Kahneman notes that even top performers in business and sports tend to revert to the mean in the long run. As a result, he attributes success largely to luck. I'm not so convinced of this. There can be alternative explanations. People who achieve high degree of success are also exposed to a high degree of failure and the reversion to the mean may be attributable to this possible mirror effect. Spectacular success may go with spectacular failure and run-of-the-mill success may go with run-of-the-mill failure. Eventually everyone may revert the mean, but the ride can be very different. Chance may not account for that.

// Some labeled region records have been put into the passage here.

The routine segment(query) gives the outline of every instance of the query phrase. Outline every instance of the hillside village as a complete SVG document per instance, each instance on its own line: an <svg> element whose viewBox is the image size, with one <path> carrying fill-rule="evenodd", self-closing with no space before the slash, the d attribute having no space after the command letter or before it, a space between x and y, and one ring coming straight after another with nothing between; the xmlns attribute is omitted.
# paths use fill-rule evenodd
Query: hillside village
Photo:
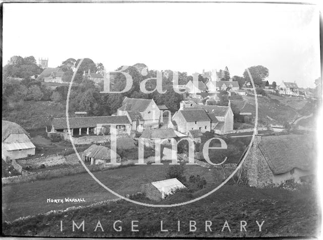
<svg viewBox="0 0 323 240"><path fill-rule="evenodd" d="M194 193L195 196L202 194L224 181L242 162L244 163L230 180L231 184L255 187L259 190L284 187L290 189L288 191L298 186L310 185L314 181L314 123L320 101L316 89L299 88L296 82L280 79L280 85L270 84L265 79L255 80L254 89L243 77L239 77L239 80L238 76L231 77L226 67L219 71L203 70L198 81L180 73L181 78L176 85L170 80L171 71L163 71L163 86L171 89L168 95L141 94L135 85L131 94L108 93L101 98L97 93L103 87L106 73L86 59L73 84L68 120L65 98L77 62L71 59L57 68L48 67L48 59L40 59L39 74L21 79L7 77L3 83L6 98L3 104L6 105L2 121L2 180L3 187L7 188L5 191L13 185L17 194L23 196L26 191L35 191L33 186L37 185L37 189L49 193L42 182L53 183L58 179L62 182L82 182L84 189L89 189L90 180L84 177L85 170L80 161L100 176L102 182L127 198L153 203L174 201L182 193ZM148 72L148 76L155 74L143 64L130 66L127 71L134 78L139 76L139 82L144 79L140 78L141 73ZM114 75L111 79L113 87L120 89L118 88L123 86L124 80L121 74ZM320 81L316 83L319 89ZM153 89L155 85L151 84L149 87ZM18 87L15 90L13 86ZM39 95L35 97L37 92ZM17 94L22 98L25 93L24 100L16 100ZM256 129L255 94L258 101ZM45 102L43 99L47 99L48 104L43 111L37 109L40 106L38 103ZM13 110L19 106L26 108L25 103L28 101L34 107L24 111L33 113L30 119L34 120L30 122L27 117L20 119L14 115ZM61 108L59 113L46 115L49 106ZM33 111L36 110L39 112L35 114ZM116 150L112 143L115 138ZM210 150L210 163L202 154L203 146L208 141L209 147L219 147L219 139L226 142L227 148ZM174 141L177 144L175 147ZM302 144L304 142L306 145ZM172 174L172 169L180 171L170 163L178 161L179 166L189 163L192 146L195 165L186 167L185 173ZM148 164L136 166L141 154ZM111 164L113 158L123 167L117 168ZM151 168L158 161L164 165L155 167L168 172L166 175L151 175L148 171L149 169L154 172ZM221 163L224 163L216 167L212 164ZM115 182L114 176L126 174L121 177L126 181L127 171L131 171L132 176L142 177L129 183L129 186L124 189ZM33 182L36 183L32 185ZM24 184L23 189L19 184ZM66 186L62 191L57 195L66 195L72 190ZM86 204L114 199L102 193L93 194L95 197L86 195ZM29 201L33 201L34 197L28 196ZM8 226L20 217L44 213L53 208L66 208L66 205L44 206L39 202L39 209L25 211L18 199L8 201L10 203L3 212L3 219Z"/></svg>

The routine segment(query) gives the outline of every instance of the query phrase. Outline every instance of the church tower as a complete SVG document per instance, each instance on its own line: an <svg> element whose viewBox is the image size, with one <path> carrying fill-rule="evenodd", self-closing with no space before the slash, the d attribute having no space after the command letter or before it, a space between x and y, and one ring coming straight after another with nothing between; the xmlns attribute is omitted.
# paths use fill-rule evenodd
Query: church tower
<svg viewBox="0 0 323 240"><path fill-rule="evenodd" d="M47 68L48 67L48 59L47 58L47 59L42 59L42 57L41 58L41 59L39 59L38 58L38 65L39 65L39 66L44 69L45 68Z"/></svg>

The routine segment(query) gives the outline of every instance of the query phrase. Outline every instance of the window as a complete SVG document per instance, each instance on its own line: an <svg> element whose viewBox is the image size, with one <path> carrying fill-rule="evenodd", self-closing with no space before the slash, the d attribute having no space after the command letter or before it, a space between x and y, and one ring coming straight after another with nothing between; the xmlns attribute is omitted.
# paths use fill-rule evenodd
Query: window
<svg viewBox="0 0 323 240"><path fill-rule="evenodd" d="M294 178L291 179L288 179L288 180L285 180L285 183L292 183L293 182L294 182Z"/></svg>

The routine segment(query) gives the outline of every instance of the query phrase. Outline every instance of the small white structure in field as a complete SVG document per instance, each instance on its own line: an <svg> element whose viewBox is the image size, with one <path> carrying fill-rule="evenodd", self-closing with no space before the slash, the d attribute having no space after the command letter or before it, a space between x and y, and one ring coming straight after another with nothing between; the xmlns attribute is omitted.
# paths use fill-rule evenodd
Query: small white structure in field
<svg viewBox="0 0 323 240"><path fill-rule="evenodd" d="M177 178L171 178L142 185L141 190L149 199L160 201L177 189L186 187Z"/></svg>

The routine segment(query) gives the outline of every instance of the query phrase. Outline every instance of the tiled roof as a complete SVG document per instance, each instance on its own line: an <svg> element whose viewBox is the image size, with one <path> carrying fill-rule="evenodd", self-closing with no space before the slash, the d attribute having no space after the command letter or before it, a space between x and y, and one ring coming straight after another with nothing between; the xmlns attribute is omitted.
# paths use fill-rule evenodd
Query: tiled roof
<svg viewBox="0 0 323 240"><path fill-rule="evenodd" d="M284 135L261 137L258 148L275 174L294 168L307 171L316 159L314 141L306 135Z"/></svg>
<svg viewBox="0 0 323 240"><path fill-rule="evenodd" d="M89 75L93 78L103 78L103 76L100 73L85 73L85 76Z"/></svg>
<svg viewBox="0 0 323 240"><path fill-rule="evenodd" d="M193 82L193 83L194 84L194 86L195 86L196 87L197 87L199 89L200 89L201 91L205 91L205 90L206 90L207 89L207 87L206 86L206 85L205 84L204 84L204 83L201 81L199 81L198 83L198 85L197 86L196 85L196 84L195 83L195 82Z"/></svg>
<svg viewBox="0 0 323 240"><path fill-rule="evenodd" d="M69 118L70 128L94 127L97 124L130 124L126 116L101 116L99 117L83 117ZM67 129L66 118L54 118L52 124L56 129Z"/></svg>
<svg viewBox="0 0 323 240"><path fill-rule="evenodd" d="M199 137L203 136L203 134L199 129L189 130L188 132L193 137Z"/></svg>
<svg viewBox="0 0 323 240"><path fill-rule="evenodd" d="M206 113L203 109L187 109L179 110L187 122L210 121Z"/></svg>
<svg viewBox="0 0 323 240"><path fill-rule="evenodd" d="M224 122L219 122L217 125L214 127L214 130L222 130L224 126Z"/></svg>
<svg viewBox="0 0 323 240"><path fill-rule="evenodd" d="M140 137L148 139L164 139L176 137L177 135L171 128L144 130Z"/></svg>
<svg viewBox="0 0 323 240"><path fill-rule="evenodd" d="M144 111L150 104L151 99L132 99L126 97L122 102L120 110L133 111L137 112Z"/></svg>
<svg viewBox="0 0 323 240"><path fill-rule="evenodd" d="M168 110L168 108L166 105L157 105L159 110Z"/></svg>
<svg viewBox="0 0 323 240"><path fill-rule="evenodd" d="M29 138L29 135L21 126L15 122L2 120L2 141L3 142L10 134L26 134ZM16 136L19 136L19 135Z"/></svg>
<svg viewBox="0 0 323 240"><path fill-rule="evenodd" d="M134 111L127 111L127 112L129 115L129 117L131 121L136 121L137 119L139 120L143 120L142 116L140 114L140 113Z"/></svg>
<svg viewBox="0 0 323 240"><path fill-rule="evenodd" d="M286 86L286 87L289 88L298 88L297 84L295 82L284 82L284 84Z"/></svg>
<svg viewBox="0 0 323 240"><path fill-rule="evenodd" d="M225 84L227 87L228 87L230 84L232 85L232 87L239 87L239 83L235 81L218 81L216 82L217 87L222 87Z"/></svg>
<svg viewBox="0 0 323 240"><path fill-rule="evenodd" d="M229 107L217 105L204 105L198 104L192 108L186 108L185 109L204 109L207 113L213 113L216 117L224 117Z"/></svg>

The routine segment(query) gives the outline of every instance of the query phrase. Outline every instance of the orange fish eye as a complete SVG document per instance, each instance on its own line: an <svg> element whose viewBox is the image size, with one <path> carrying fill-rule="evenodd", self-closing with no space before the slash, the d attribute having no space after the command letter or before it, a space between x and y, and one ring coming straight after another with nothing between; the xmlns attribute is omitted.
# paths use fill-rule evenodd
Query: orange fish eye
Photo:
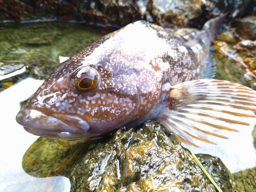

Another concern is that much of the work is done in artificial settings (read college students). While much of what we learnt can perhaps be extended to the real world, it is doubtful every generalization will work in practice. Some may find Kahneman's endorsement of "libertarian paternelism," not acceptable. More importantly, when applied to the real world it did not always found to work.

In spite to these comments this book is written carefully in a rather humble tone. I also appreciated Kahneman's generous and unreserved acknowledgement of Tversky's contributions and his conviction that, had he been alive, Tversky would have been the co-recipient of the Nobel Prize. My cautionary comments probably have more to do with the distortions that might arise by those who uncritically generalize the findings to contexts for which they may not applicable. As mentioned earlier, the wide misinterpretation of Gladwell's Blink comes to mind.

Nevertheless, Thinking Fast and Slow is a very valuable book by one of the most creative minds in psychology. Highly recommended. For a more complete and critical understanding, I also recommend the writings of the critics of behavioral economic models such as Gerd Gigerenzer.

PS. After I published this review, I noticed an odd coincidence between Thinking Fast and Slow and Inevitable Illusions that I mentioned in my opening paragraph. Both books have white covers, with an image of a sharpened yellow pencil with an eraser top. How odd is that?